Why doesn't the JVM emit prefetch instructions on Windows x86

Asked 4/6, 2017 at 14:34 Answered 4/6, 2017 at 18:20

Solved java assembly x86 jvm jvm-hotspot

As the title states, why doesn't the OpenJDK JVM emit prefetch instruction on Windows x86? See OpenJDK Mercurial @ http://hg.openjdk.java.net/jdk8u/jdk8u/hotspot/file/c49dcaf78a65/src/os_cpu/windows_x86/vm/prefetch_windows_x86.inline.hpp

inline void Prefetch::read (void *loc, intx interval) {}
inline void Prefetch::write(void *loc, intx interval) {}

There are no comments and I've found no other resources besides the source code. I am asking because it does so for Linux x86, see http://hg.openjdk.java.net/jdk8u/jdk8u/hotspot/file/c49dcaf78a65/src/os_cpu/linux_x86/vm/prefetch_linux_x86.inline.hpp

inline void Prefetch::read (void *loc, intx interval) {
#ifdef AMD64
  __asm__ ("prefetcht0 (%0,%1,1)" : : "r" (loc), "r" (interval));
#endif // AMD64
}

inline void Prefetch::write(void *loc, intx interval) {
#ifdef AMD64

  // Do not use the 3dnow prefetchw instruction.  It isn't supported on em64t.
  //  __asm__ ("prefetchw (%0,%1,1)" : : "r" (loc), "r" (interval));
  __asm__ ("prefetcht0 (%0,%1,1)" : : "r" (loc), "r" (interval));

#endif // AMD64
}

Seller answered 4/6, 2017 at 14:34 Comment(2)
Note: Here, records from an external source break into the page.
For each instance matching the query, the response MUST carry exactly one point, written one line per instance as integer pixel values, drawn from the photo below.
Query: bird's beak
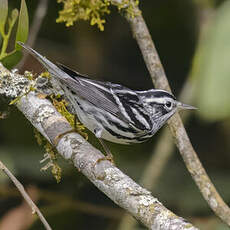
(184, 106)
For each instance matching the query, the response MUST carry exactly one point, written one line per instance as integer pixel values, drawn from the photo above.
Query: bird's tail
(51, 67)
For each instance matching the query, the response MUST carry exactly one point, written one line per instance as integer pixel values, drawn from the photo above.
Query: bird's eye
(168, 104)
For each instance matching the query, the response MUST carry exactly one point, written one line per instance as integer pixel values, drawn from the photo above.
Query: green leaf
(3, 14)
(12, 59)
(214, 68)
(13, 18)
(0, 40)
(23, 25)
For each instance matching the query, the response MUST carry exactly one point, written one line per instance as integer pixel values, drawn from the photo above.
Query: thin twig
(193, 164)
(25, 195)
(160, 156)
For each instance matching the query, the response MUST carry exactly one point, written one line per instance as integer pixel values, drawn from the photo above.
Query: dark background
(113, 55)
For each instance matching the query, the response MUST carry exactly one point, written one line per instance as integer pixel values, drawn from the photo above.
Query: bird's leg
(57, 138)
(109, 156)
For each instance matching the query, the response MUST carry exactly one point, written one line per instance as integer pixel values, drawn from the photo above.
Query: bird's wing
(113, 98)
(104, 95)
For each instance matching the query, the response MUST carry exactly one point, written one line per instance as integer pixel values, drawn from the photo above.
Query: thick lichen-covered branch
(116, 185)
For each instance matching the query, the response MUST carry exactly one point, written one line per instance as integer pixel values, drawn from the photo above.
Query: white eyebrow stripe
(158, 100)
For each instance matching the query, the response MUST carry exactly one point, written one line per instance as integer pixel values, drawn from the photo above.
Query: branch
(110, 180)
(25, 195)
(193, 164)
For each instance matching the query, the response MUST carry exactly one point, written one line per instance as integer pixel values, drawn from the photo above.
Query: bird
(112, 111)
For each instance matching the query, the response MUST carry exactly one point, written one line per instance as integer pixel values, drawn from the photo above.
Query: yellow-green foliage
(50, 156)
(60, 105)
(92, 10)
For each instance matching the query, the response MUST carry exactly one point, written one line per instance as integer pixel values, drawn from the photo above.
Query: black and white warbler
(111, 111)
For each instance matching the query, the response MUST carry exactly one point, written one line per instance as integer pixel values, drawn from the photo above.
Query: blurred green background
(193, 41)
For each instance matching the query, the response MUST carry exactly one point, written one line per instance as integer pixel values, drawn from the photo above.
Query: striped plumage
(111, 111)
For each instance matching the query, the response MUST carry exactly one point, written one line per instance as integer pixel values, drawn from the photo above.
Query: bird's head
(161, 105)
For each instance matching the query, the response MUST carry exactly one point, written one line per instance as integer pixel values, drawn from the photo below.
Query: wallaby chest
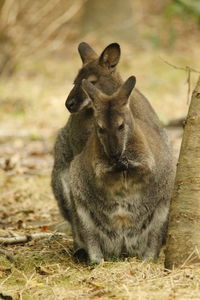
(81, 126)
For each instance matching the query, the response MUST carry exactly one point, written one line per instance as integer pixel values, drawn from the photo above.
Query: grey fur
(113, 212)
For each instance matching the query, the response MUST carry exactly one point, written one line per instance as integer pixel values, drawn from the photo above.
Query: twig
(29, 237)
(180, 68)
(8, 255)
(188, 70)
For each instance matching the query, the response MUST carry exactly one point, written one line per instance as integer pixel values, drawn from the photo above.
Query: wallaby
(120, 184)
(71, 139)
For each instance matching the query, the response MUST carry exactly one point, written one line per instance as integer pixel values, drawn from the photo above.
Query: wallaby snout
(70, 104)
(76, 100)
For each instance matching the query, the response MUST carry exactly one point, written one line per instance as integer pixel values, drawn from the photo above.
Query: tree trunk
(183, 244)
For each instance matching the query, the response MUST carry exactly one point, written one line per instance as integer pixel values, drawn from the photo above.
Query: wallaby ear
(110, 56)
(87, 54)
(126, 89)
(91, 90)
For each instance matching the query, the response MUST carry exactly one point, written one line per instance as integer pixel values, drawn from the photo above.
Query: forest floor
(31, 111)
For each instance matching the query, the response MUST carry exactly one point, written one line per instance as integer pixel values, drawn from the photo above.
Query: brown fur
(120, 193)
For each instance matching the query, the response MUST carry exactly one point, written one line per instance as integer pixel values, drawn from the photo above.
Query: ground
(32, 110)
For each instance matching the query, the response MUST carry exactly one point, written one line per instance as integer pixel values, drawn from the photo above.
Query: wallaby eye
(121, 127)
(101, 130)
(94, 82)
(92, 79)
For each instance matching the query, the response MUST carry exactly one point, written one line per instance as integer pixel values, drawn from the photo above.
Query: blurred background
(39, 60)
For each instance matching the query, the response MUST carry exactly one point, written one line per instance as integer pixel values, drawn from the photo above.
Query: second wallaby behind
(120, 184)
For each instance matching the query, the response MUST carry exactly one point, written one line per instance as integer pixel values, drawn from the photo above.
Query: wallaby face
(100, 71)
(112, 120)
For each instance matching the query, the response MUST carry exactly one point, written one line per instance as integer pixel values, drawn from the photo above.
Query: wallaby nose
(115, 156)
(70, 104)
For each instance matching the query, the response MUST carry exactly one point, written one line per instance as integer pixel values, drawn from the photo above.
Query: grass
(32, 110)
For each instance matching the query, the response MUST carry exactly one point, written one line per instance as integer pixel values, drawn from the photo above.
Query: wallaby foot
(81, 256)
(95, 258)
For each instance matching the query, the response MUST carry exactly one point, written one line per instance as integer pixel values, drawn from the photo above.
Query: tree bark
(183, 243)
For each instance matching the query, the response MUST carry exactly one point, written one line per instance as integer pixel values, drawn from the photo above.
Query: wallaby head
(99, 70)
(112, 116)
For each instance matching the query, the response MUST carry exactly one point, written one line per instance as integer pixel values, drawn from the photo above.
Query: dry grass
(32, 109)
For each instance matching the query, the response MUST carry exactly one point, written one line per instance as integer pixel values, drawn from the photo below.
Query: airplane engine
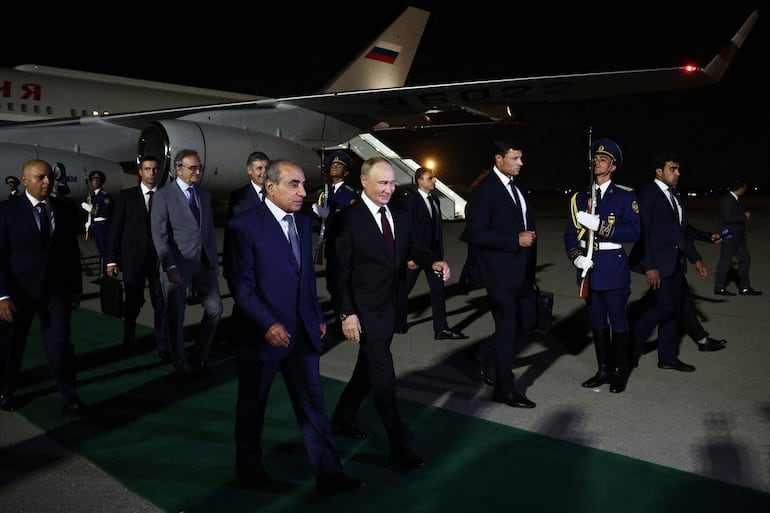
(70, 168)
(223, 151)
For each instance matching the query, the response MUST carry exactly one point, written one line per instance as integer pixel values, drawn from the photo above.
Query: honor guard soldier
(100, 210)
(614, 220)
(340, 195)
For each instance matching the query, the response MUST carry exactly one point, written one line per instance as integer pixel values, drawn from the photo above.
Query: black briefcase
(111, 296)
(544, 312)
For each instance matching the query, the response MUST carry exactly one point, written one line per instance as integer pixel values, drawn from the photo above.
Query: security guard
(101, 210)
(13, 186)
(341, 195)
(614, 220)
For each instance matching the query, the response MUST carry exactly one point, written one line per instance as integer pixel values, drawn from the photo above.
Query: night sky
(721, 130)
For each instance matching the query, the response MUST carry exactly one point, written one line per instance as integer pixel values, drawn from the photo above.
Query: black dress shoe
(676, 364)
(514, 399)
(599, 379)
(254, 477)
(449, 335)
(74, 409)
(347, 429)
(712, 344)
(181, 378)
(202, 370)
(483, 372)
(618, 382)
(407, 462)
(338, 484)
(7, 402)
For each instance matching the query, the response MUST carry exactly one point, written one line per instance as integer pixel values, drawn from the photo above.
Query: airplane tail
(718, 66)
(386, 61)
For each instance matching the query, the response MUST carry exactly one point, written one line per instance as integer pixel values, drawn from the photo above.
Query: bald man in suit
(39, 275)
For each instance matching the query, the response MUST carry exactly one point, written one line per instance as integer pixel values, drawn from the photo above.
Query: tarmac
(714, 422)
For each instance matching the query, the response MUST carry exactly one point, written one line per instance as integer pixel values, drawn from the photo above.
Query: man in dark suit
(39, 274)
(281, 326)
(501, 238)
(425, 210)
(661, 254)
(182, 225)
(734, 221)
(131, 251)
(251, 194)
(372, 244)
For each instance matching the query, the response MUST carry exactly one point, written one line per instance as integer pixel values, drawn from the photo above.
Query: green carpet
(175, 448)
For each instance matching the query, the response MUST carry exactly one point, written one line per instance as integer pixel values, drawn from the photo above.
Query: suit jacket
(26, 265)
(732, 215)
(662, 235)
(427, 229)
(242, 199)
(178, 238)
(365, 277)
(266, 284)
(130, 239)
(495, 259)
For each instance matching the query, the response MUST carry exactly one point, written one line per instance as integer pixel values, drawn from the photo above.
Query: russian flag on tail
(384, 52)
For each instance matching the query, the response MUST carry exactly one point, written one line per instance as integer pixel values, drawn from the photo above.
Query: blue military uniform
(609, 278)
(101, 201)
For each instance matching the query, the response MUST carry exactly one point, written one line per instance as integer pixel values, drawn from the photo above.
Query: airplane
(89, 121)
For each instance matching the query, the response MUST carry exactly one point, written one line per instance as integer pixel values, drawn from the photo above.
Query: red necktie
(387, 233)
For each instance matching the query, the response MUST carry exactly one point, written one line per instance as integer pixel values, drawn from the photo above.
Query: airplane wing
(298, 127)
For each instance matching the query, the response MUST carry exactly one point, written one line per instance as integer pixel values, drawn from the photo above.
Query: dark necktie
(293, 237)
(194, 204)
(518, 210)
(674, 205)
(45, 223)
(387, 232)
(434, 210)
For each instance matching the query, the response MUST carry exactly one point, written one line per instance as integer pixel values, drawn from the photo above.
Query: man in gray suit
(183, 233)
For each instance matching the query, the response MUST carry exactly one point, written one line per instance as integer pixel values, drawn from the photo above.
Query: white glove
(322, 212)
(583, 263)
(590, 221)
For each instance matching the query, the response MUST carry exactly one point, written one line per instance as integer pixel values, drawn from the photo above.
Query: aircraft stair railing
(367, 146)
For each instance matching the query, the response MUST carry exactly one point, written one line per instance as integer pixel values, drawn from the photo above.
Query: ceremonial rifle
(591, 209)
(323, 202)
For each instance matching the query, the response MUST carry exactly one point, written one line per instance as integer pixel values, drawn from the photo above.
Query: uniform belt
(602, 245)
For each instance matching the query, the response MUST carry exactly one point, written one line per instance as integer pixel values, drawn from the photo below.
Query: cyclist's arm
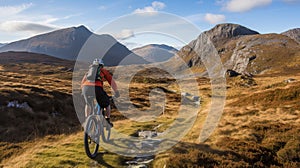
(110, 80)
(83, 80)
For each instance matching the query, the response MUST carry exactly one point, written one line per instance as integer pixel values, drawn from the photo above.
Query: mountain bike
(96, 126)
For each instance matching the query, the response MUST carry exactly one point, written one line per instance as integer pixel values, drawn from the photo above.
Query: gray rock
(293, 34)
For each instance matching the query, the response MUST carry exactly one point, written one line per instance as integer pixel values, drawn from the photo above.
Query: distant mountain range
(246, 51)
(67, 44)
(155, 52)
(26, 57)
(241, 49)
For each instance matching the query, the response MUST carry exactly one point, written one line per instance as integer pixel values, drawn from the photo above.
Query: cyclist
(91, 88)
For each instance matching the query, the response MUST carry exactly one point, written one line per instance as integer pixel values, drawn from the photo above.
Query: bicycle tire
(91, 136)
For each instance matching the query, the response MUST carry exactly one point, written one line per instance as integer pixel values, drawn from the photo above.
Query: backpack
(93, 73)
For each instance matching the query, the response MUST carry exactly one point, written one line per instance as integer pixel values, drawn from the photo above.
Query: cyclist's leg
(88, 98)
(103, 100)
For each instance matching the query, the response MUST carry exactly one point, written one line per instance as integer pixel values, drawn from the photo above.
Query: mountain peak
(223, 32)
(82, 28)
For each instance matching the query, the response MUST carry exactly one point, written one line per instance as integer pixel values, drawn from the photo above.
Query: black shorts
(89, 93)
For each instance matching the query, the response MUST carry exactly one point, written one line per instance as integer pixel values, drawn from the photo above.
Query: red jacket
(104, 74)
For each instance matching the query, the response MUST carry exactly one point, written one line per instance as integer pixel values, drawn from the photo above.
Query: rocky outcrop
(224, 32)
(293, 34)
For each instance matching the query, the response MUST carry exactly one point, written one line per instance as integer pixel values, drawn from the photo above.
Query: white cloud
(155, 6)
(291, 1)
(124, 34)
(158, 5)
(18, 26)
(195, 18)
(13, 10)
(214, 18)
(102, 7)
(245, 5)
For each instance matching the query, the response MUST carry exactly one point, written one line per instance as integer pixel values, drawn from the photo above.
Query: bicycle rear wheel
(91, 137)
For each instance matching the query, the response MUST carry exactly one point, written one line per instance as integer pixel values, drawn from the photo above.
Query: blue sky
(23, 19)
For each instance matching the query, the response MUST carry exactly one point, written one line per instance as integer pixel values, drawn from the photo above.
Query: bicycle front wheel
(91, 137)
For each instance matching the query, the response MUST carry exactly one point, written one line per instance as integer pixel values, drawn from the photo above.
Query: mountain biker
(91, 88)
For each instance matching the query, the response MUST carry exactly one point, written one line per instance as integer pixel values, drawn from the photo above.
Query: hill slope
(67, 44)
(293, 33)
(245, 51)
(155, 52)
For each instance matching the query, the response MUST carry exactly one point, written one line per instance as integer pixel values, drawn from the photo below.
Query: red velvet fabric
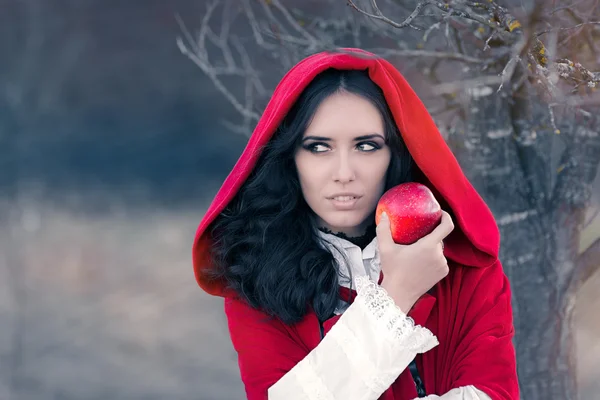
(469, 311)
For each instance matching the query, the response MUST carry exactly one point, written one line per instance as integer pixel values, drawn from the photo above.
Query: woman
(321, 304)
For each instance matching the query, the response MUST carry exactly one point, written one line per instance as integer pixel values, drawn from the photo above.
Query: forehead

There is also prefetch for solaris x86_64: vm/solaris_x86_64.il github.com/openjdk-mirror/jdk7u-hotspot/blob/…; but all listed prefetches are not for emitting prefetch, they are prefetches to be used by JVM hotspot machine code itself. Emitting prefetches in generated (JITted) code is in x86 code for all os: github.com/openjdk-mirror/jdk7u-hotspot/blob/… LIR_Assembler::prefetchr / LIR_Assembler::prefetchw – Pave 4/6, 2017 at 16:7

Thanks, thats explains at least some things. Maybe add this as a comment and I will accept it. I am still looking for the part where the JVM decides to insert prefetch instructions. – Seller 4/6, 2017 at 16:11

The files you cited all has asm code fragment (inline assembler), which is used by some C/C++ software in its own code (as apangin, the JVM expert pointed, mostly in GC code). And there is actually the difference: Linux, Solaris and BSD variants of x86_64 hotspot have prefetches in the hotspot and windows has them disabled/unimplemented which is partially strange, partially unexplainable why, and it may also make JVM bit (some percents; more on platforms without hardware prefetch) slower on Windows, but still will not help to sell more solaris/solaris paid support contracts for Sun/Oracle. Ross also guessed that inline asm syntax may be not supported with MS C++ compiler, but _mm_prefetch should (Who will open JDK bug to add it to the file?).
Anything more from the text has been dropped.